City’s comprehensive plan nearly complete — and in need of a name


By Ed Runyan

WARREN — When city council began a two-night process Wednesday of reviewing the nearly complete Warren comprehensive plan, it became clear that something was missing — a name.

While Youngstown’s plan several years ago had the recognizable name “Youngstown 2010,” Warren’s plan developed by the Poggemeyer Group of Bowling Green is still without a label to capture the public’s imagination.

Charlene Kerr, principal owner of Poggemeyer, said Wednesday that during these final weeks, participants need to agree on a name while reviewing the document. Kerr’s own suggestion was “Raising Warren.”

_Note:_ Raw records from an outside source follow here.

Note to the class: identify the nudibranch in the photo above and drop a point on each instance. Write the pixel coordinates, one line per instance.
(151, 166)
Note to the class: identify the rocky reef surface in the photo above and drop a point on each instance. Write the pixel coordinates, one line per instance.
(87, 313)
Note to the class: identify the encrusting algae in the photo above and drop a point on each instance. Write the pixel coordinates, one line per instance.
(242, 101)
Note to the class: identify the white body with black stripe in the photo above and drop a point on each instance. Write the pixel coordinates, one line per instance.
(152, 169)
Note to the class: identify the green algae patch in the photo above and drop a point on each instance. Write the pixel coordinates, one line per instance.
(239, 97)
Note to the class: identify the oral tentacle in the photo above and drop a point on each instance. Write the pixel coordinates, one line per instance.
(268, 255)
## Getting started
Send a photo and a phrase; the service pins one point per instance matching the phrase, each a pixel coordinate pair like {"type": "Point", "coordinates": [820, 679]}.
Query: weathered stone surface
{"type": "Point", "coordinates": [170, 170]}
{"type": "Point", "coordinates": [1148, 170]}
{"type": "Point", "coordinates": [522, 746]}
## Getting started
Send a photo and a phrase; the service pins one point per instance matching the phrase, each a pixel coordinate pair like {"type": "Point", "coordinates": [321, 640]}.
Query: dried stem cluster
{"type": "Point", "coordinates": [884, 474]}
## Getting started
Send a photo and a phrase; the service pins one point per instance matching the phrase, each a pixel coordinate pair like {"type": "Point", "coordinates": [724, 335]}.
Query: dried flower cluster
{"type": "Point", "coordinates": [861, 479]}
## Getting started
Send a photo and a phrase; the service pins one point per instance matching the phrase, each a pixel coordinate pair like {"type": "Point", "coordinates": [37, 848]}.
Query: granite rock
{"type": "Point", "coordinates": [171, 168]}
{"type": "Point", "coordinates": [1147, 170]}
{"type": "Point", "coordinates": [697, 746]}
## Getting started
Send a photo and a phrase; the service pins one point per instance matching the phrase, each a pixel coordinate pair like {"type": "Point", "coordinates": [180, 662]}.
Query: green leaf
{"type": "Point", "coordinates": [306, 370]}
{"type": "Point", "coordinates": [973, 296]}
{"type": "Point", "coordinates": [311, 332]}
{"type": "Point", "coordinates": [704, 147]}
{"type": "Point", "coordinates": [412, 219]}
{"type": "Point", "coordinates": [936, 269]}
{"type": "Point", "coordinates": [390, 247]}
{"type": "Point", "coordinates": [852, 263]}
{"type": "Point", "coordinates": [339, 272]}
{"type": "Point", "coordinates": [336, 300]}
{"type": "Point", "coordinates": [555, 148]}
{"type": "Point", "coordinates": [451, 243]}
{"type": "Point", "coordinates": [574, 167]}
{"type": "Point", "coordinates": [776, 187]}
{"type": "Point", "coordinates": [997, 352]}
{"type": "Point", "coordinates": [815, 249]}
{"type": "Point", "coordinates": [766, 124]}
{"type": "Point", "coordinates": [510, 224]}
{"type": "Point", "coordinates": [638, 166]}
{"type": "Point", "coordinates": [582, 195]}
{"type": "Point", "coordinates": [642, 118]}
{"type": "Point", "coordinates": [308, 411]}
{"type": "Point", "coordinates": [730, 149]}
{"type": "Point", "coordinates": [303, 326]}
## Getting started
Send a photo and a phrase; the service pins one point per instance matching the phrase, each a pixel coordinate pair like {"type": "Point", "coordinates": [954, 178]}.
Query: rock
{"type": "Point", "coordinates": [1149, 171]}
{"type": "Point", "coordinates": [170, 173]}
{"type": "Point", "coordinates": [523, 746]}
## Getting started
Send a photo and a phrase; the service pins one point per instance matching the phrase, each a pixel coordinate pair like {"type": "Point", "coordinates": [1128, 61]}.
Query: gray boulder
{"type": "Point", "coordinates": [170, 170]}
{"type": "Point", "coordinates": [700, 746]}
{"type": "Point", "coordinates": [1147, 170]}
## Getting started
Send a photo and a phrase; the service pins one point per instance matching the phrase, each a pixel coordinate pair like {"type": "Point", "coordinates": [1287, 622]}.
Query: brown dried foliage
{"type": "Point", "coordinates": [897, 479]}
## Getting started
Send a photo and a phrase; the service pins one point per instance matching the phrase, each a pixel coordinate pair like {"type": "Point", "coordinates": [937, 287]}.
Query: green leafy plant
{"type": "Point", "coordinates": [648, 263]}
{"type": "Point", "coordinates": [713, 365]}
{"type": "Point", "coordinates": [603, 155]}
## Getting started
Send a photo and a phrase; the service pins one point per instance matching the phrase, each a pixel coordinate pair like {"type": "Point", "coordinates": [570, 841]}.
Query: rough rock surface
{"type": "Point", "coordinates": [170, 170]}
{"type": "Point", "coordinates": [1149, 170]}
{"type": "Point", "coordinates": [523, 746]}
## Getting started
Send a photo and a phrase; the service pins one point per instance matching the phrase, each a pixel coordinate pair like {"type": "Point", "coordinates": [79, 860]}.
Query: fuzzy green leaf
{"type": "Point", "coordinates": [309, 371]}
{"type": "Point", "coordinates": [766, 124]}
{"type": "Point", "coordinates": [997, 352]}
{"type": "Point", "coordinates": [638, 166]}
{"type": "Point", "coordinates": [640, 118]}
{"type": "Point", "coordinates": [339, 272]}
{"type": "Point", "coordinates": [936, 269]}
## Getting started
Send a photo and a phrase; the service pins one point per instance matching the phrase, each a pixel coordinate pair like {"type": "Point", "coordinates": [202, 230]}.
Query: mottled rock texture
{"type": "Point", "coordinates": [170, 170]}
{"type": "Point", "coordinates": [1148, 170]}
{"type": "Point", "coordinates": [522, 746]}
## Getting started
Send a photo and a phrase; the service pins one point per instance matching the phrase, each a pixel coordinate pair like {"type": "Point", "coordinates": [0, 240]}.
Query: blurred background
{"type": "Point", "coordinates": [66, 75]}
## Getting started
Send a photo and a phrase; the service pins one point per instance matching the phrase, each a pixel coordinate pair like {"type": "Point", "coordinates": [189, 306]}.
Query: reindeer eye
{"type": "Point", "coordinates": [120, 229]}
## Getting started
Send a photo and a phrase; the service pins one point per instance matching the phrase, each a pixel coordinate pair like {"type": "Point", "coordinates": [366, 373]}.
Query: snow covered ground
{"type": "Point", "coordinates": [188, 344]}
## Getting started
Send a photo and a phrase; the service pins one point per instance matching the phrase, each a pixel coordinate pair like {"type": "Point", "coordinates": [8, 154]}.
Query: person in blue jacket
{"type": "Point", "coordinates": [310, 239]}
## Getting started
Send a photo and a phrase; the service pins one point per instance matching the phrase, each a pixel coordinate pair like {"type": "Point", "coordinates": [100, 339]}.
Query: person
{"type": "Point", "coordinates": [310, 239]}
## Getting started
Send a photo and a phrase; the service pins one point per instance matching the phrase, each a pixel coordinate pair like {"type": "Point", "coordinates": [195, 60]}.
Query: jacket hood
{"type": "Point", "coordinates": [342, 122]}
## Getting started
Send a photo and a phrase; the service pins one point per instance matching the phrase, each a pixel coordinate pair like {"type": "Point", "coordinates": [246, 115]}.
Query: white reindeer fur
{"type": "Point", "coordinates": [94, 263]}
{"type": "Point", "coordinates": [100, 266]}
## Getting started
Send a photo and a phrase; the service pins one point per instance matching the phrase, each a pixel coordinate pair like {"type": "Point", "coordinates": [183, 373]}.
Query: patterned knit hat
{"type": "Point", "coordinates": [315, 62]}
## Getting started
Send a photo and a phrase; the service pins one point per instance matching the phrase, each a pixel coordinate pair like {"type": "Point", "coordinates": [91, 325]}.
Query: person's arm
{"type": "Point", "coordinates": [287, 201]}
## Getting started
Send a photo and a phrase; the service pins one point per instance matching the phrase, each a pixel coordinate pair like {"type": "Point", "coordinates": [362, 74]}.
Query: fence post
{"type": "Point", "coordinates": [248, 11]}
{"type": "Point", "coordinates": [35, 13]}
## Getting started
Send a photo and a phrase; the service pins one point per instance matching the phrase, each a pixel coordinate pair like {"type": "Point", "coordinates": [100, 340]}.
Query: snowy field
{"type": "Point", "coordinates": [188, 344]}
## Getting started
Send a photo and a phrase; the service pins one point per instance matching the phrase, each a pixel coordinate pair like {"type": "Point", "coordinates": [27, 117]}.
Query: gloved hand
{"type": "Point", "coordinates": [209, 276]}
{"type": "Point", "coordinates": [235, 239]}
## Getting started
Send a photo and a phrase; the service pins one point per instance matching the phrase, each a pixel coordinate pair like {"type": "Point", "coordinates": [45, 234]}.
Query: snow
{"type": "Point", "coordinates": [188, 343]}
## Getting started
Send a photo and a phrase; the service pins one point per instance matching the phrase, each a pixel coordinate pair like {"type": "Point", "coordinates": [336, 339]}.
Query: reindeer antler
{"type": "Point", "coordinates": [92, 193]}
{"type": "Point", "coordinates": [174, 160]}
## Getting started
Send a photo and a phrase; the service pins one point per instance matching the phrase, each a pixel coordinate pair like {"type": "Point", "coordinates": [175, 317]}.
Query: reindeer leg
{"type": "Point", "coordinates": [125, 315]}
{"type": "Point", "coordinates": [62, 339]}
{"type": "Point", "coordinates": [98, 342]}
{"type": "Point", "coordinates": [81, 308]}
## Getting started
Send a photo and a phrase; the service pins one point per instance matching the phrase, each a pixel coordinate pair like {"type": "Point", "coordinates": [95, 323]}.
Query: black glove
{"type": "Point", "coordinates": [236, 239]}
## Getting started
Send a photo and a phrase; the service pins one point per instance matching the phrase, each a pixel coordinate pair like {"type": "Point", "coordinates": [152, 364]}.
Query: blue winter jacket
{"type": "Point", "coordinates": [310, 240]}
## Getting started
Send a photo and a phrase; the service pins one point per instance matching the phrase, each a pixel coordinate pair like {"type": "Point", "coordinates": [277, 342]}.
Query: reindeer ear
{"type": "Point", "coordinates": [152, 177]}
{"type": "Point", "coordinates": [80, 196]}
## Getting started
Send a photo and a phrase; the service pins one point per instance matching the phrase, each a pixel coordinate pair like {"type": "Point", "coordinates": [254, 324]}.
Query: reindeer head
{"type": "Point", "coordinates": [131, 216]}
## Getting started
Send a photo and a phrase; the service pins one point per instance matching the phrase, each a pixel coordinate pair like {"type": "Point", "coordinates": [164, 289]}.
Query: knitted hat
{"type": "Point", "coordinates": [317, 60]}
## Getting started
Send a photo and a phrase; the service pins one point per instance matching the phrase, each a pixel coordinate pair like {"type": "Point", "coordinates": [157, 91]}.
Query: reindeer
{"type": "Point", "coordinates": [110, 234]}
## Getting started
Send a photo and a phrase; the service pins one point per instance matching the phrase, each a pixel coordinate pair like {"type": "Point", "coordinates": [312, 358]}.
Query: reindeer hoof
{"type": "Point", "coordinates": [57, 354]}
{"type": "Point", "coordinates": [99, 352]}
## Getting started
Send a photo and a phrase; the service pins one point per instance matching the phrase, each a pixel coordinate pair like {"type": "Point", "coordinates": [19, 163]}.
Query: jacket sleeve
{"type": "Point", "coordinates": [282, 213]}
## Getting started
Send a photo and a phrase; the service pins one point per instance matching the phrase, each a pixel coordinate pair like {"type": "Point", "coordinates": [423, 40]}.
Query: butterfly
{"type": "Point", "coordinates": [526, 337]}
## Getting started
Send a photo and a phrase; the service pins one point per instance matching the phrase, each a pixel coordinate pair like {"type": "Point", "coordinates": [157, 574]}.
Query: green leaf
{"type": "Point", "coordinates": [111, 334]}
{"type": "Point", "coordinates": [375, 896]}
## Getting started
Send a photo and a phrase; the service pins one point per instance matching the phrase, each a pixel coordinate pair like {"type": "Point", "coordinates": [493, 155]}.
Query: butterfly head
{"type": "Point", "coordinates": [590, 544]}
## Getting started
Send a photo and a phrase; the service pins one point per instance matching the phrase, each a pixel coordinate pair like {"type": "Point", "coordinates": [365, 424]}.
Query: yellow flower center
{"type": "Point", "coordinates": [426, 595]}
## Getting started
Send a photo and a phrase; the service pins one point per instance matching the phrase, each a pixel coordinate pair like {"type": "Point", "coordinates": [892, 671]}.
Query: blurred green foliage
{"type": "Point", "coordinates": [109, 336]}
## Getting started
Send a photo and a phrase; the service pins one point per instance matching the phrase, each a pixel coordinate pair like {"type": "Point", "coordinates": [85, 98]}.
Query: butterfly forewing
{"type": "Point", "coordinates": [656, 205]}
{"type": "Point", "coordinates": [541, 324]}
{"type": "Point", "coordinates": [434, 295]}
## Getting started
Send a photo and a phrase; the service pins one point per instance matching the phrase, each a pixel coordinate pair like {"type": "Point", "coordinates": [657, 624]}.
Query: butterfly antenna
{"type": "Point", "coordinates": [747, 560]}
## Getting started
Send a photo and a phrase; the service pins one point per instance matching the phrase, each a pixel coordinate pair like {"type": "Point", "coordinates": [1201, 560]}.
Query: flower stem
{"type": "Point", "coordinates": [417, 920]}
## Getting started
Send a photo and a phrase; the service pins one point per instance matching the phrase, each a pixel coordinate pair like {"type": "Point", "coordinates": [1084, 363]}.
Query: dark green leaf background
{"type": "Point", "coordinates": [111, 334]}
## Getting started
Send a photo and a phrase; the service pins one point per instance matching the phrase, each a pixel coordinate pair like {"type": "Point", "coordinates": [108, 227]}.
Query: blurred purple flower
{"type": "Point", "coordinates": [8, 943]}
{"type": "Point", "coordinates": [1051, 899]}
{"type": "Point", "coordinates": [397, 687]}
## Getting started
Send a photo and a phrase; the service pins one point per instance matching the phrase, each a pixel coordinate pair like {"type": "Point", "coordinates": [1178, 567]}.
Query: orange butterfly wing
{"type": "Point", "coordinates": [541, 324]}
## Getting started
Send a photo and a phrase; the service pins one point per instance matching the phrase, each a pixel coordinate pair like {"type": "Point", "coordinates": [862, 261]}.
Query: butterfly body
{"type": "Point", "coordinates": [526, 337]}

Kerr and the members of council’s Strategic Planning Committee will continue the discussion again at 5 p.m. tonight in the Municipal Justice Building, 141 South St.

Kerr said the plan’s draft is available at www.warren.org under the link for “Strategic Plan Documents,” and she urged council members who have not done so to at least review Chapter 3 — the market study done by the Columbus company Boulevard Strategies.

“If you folks don’t read anything else, read that,” she said.

The market study tells where the city stands in comparison to the rest of the state, especially in terms of its housing stock.

The study says Warren lost 30 percent of its population in the past 35 years and is likely to have 4,000 vacant homes by 2018 at the current rate, which would give it a vacancy rate of 18 percent — well above the 8 percent forecast in Ohio as a whole.

The study gives the city a plan and some options for how to use the vacant properties that will result after the city uses its $1.4 million in federal Neighborhood Stabilization Program money to demolish a significant number of homes over the next four years.

Kerr showed a graphic to council members that shows a key component of the plan: the Side Lot Program. It takes city blocks that now contain about 14 homes on 50-foot-wide lots and reduces them down to four, two or one “estate-sized” properties.

“What we’re doing is asking [property owners] if they want to buy the vacant lot to put on an addition or whatever,” Mayor Michael O’Brien said.

That process will present its own challenges, said Dan Crouse, a councilman and real estate salesman. Just because a home is demolished doesn’t mean the city can sell it to a neighbor.

Pieces of land that formerly contained homes have little value, but a financial institution and the county treasurer’s office usually have liens on the property that prevent it from being sold, Crouse said.

Kerr said she is hopeful that the federal government will provide a way for communities like Warren with vacant lots to sell them.

Discussion of what the comprehensive plan should say about the former Western Reserve High School prompted Kerr to ask council members to decide soon whether the community can save the building from the wrecking ball.

“Every day that passes, the door is getting further shut,” Councilman Andy Barkley said. Without a plan for an alternate use, the Warren Board of Education will have the building demolished in a fairly short time, Barkley said.

Larry Dueber, a member of the Northwest Neighborhood Association, said the cost for utilities on the building — around $1 million per year — might make it too expensive for anyone to convert the building to another use.